The workbook, Fundamentals of Total Worker Health® Approaches: Essential Elements for Advancing Worker Safety, Health, and Well-Being, can help organizations identify and address job-related factors that may be contributing to health problems, such as hours of work, workload and stress levels, interactions with coworkers, and unhealthful work environments.
NIOSH defines Total Worker Health as policies, programs, and practices that integrate protection from work-related safety and health hazards with promotion of injury and illness prevention efforts to advance worker well-being.
The workbook prioritizes a hazard-free work environment for all workers and applies a modern prevention approach—consistent with traditional occupational safety and health prevention principles—that recognizes that job-related factors can have an important impact on the well-being of workers, their families, and their communities.
“Integrated interventions that collectively address worker safety, health, and well-being help to align with the recognition that work influences overall health,” says NIOSH Director John Howard, M.D.

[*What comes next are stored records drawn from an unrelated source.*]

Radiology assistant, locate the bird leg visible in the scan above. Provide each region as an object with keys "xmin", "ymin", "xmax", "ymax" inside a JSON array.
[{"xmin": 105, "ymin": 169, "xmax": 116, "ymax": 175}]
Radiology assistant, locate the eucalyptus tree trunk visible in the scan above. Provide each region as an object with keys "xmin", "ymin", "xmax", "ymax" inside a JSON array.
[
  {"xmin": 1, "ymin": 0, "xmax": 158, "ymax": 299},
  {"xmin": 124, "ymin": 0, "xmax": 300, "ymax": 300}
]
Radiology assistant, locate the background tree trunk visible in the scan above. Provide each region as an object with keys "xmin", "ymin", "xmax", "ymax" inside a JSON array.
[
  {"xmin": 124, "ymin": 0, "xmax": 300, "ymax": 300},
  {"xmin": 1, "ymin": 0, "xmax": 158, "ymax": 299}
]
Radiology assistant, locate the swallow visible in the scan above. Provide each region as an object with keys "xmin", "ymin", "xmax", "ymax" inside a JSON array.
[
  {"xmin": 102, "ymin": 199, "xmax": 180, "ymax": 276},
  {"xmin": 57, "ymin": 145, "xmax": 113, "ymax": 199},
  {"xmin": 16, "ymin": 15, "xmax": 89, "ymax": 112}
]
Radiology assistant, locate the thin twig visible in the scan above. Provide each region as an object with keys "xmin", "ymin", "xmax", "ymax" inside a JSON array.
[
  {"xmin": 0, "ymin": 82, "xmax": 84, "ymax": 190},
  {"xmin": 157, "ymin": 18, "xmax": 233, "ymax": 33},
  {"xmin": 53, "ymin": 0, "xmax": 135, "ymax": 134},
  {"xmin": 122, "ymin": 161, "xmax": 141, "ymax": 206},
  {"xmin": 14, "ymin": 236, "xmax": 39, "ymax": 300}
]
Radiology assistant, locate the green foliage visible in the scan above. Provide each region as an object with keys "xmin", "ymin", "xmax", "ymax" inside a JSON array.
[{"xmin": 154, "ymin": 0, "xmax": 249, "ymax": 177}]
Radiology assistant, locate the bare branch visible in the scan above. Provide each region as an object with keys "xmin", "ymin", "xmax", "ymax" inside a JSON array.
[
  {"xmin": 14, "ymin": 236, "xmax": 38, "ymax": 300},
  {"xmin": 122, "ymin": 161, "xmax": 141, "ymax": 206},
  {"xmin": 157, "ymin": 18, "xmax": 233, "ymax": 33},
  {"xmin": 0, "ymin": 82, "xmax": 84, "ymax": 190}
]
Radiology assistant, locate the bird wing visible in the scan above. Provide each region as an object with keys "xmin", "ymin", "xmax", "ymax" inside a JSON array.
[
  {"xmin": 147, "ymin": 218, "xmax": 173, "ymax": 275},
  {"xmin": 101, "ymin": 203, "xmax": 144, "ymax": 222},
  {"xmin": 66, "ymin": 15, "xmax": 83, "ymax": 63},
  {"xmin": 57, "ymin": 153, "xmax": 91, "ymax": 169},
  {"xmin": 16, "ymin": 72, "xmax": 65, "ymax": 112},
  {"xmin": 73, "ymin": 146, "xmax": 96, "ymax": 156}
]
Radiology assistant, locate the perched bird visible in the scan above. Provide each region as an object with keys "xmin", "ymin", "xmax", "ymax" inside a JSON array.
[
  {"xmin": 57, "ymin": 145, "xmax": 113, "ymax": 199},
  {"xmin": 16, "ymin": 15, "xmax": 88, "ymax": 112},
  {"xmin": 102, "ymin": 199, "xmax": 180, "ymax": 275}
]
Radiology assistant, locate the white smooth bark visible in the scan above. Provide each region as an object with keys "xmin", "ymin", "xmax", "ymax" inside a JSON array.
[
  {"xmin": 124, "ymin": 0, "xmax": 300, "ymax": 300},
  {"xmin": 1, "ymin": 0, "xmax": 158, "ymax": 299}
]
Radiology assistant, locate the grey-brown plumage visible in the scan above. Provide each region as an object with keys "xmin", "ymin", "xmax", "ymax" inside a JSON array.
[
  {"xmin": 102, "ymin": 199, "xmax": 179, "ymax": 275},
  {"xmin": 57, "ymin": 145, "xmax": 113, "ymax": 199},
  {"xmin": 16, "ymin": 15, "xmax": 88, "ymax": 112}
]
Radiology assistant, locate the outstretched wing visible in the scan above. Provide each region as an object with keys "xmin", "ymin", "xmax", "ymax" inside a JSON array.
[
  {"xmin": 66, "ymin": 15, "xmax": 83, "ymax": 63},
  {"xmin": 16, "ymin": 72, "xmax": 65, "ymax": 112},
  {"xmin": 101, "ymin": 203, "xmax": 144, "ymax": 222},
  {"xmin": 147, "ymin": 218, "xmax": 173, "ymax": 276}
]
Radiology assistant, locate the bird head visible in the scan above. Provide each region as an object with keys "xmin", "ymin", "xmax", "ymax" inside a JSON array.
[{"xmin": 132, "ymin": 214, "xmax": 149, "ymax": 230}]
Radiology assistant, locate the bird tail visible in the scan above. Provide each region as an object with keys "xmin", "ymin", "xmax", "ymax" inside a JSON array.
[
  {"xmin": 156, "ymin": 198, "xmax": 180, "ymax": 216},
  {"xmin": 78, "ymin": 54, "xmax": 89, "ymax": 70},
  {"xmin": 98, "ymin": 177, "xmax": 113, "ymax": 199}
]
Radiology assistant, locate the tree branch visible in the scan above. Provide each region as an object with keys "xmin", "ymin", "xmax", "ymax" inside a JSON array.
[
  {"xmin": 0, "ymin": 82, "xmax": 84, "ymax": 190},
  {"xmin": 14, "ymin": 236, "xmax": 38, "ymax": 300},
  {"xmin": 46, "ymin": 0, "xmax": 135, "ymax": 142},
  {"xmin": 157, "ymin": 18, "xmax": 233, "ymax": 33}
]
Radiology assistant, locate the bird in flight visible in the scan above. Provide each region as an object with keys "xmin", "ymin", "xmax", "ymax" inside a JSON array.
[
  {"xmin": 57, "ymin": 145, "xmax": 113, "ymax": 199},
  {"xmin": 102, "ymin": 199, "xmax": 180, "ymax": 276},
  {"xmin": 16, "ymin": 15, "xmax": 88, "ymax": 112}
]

“The Total Worker Health philosophy advocates for the integration of occupational safety and health protection in the workplace, advancing overall worker health and well-being through the elimination or control of workplace hazards.”
The workbook introduces five Defining Elements of TWH:
- Demonstrate leadership commitment to worker safety and health at all levels of the organization.

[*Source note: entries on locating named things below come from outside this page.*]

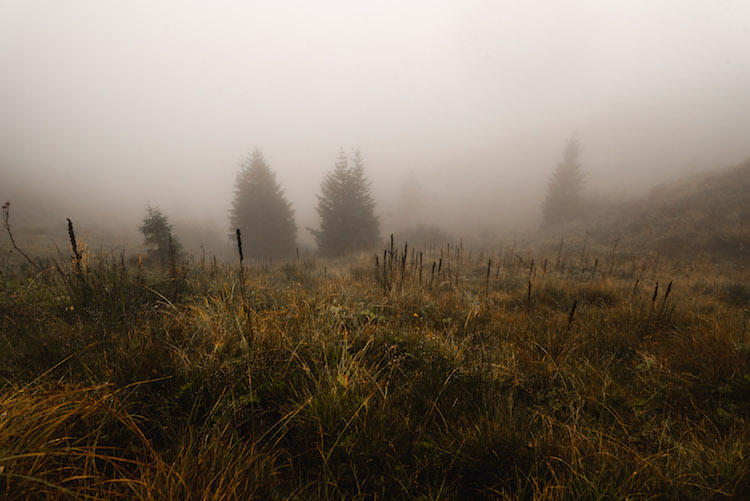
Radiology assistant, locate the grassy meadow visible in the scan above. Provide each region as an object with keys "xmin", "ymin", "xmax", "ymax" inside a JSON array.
[{"xmin": 0, "ymin": 236, "xmax": 750, "ymax": 500}]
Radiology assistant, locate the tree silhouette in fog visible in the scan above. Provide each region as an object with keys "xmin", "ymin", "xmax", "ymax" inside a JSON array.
[
  {"xmin": 542, "ymin": 135, "xmax": 585, "ymax": 225},
  {"xmin": 229, "ymin": 149, "xmax": 297, "ymax": 258},
  {"xmin": 138, "ymin": 203, "xmax": 182, "ymax": 264},
  {"xmin": 310, "ymin": 150, "xmax": 380, "ymax": 256}
]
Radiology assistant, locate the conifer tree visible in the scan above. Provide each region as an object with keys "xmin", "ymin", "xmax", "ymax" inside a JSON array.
[
  {"xmin": 229, "ymin": 149, "xmax": 297, "ymax": 258},
  {"xmin": 311, "ymin": 150, "xmax": 380, "ymax": 256},
  {"xmin": 138, "ymin": 203, "xmax": 182, "ymax": 265},
  {"xmin": 542, "ymin": 135, "xmax": 585, "ymax": 225}
]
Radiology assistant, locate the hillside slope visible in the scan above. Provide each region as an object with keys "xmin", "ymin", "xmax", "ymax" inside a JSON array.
[{"xmin": 595, "ymin": 159, "xmax": 750, "ymax": 259}]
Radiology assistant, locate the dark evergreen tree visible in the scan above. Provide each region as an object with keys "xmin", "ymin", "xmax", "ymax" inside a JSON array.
[
  {"xmin": 542, "ymin": 135, "xmax": 585, "ymax": 225},
  {"xmin": 138, "ymin": 204, "xmax": 182, "ymax": 265},
  {"xmin": 311, "ymin": 150, "xmax": 380, "ymax": 256},
  {"xmin": 229, "ymin": 149, "xmax": 297, "ymax": 258}
]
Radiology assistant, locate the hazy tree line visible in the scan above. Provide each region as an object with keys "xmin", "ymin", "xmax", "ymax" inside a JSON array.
[{"xmin": 139, "ymin": 136, "xmax": 585, "ymax": 263}]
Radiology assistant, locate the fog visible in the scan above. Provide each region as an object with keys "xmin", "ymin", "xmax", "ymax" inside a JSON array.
[{"xmin": 0, "ymin": 0, "xmax": 750, "ymax": 250}]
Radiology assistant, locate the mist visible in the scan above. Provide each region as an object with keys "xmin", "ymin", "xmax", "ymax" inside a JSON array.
[{"xmin": 0, "ymin": 0, "xmax": 750, "ymax": 254}]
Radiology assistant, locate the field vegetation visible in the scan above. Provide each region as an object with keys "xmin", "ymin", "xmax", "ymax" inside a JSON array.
[{"xmin": 0, "ymin": 225, "xmax": 750, "ymax": 499}]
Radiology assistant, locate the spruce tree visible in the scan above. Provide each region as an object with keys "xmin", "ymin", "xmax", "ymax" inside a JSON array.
[
  {"xmin": 542, "ymin": 135, "xmax": 585, "ymax": 226},
  {"xmin": 229, "ymin": 149, "xmax": 297, "ymax": 258},
  {"xmin": 311, "ymin": 150, "xmax": 380, "ymax": 256},
  {"xmin": 138, "ymin": 203, "xmax": 182, "ymax": 265}
]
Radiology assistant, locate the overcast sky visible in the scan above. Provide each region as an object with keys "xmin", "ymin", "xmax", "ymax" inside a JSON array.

- Design work to eliminate or reduce safety and health hazards and promote worker well-being.
- Promote and support worker engagement throughout program design and implementation.
- Ensure confidentiality and privacy of workers.
- Integrate relevant systems to advance worker well-being.
In addition to providing examples of TWH approaches, a self-assessment tool, and resources to develop an action plan and measure progress specific to the organization, the workbook features a new conceptual model, the Hierarchy of Controls Applied to NIOSH Total Worker Health.®
A hierarchy of controls is a system that lists how to minimize or eliminate exposure to hazards in the workplace, from what is most effective to what is least effective.
This expanded new model serves to illustrate how Total Worker Health approaches emphasize organizational-level interventions to protect workers’ safety, health, and well-being.
In 2017, NIOSH intends to gather feedback from organizations, practitioners, and others who pilot this workbook.